这一次,我竟然感觉到是忘川河的冰冷,一种难以忍受的极寒在传达亡魂的痛苦、无奈、绝望、以及挣扎……
当我把另一只手也伸下去时……
蒙冤受辱、身败名裂、流离失所、妻离子散、家破人亡以及各种的莫名悲痛一并涌上心头。
“为什么会这样?”
“可曾感悟?”
感悟?感悟别人的家破人亡吗?感悟那种有缘无份的惨痛离别吗?
“菩萨,我很冒昧的问您一句,您也有家人,可你为何选择离开他们,来到这地狱?难道您忍心留他们在人间饱受思念的煎熬之苦吗?”
“阿弥陀佛…可我不入地狱,谁入地狱。”
“我不入地狱,谁入地狱?”
“我不入地狱,谁入地狱……”
“我不入地狱,谁入地狱。”
我跟着念了三遍,似乎懂了。
相传古时,有位王子放弃王权富贵,选择去深陷幽冥之中。世人不解他为何想要宽恕那些满身罪孽的人们,可我现在明白,他为了救赎罪人,舍身去金身与他们感同身受,共同承担责罚。他只为世间能够太平,他也真心希望他们能回头是岸,早日轮回。

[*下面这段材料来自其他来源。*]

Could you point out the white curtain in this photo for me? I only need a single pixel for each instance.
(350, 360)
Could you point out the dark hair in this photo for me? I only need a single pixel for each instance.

所以,他才牺牲了自己,化无数分身,渡那千万亡魂上岸。
我希望这样的人,不止您一个。或许将来会更多,但我也希望将来会越少……
我脱掉身上所有的世俗,赤裸的迈进忘川河中。这一刻,千万迷失灵魂的痛苦,他们在撕扯着我的灵魂,绝望像是无法免疫的悲伤,潜入我渴望光明的瞳孔。
“忘川河水,所见之处,是何景象?”
“众生皆为平等。我看到他们还是人。对!他们还是人!他们还渴望被救赎,他们有救!”我闭上双眼。
“那地狱不空……”
“我便誓不成佛!”
我睁开眼,发现自己竟坐在了望乡台上。
我顺眼朝忘川河畔望去,有些鬼魂在菩萨的感化下,恢复了人型逐渐上岸。争斗厮杀缓解了些许,河中的浑浊也似乎略有好转。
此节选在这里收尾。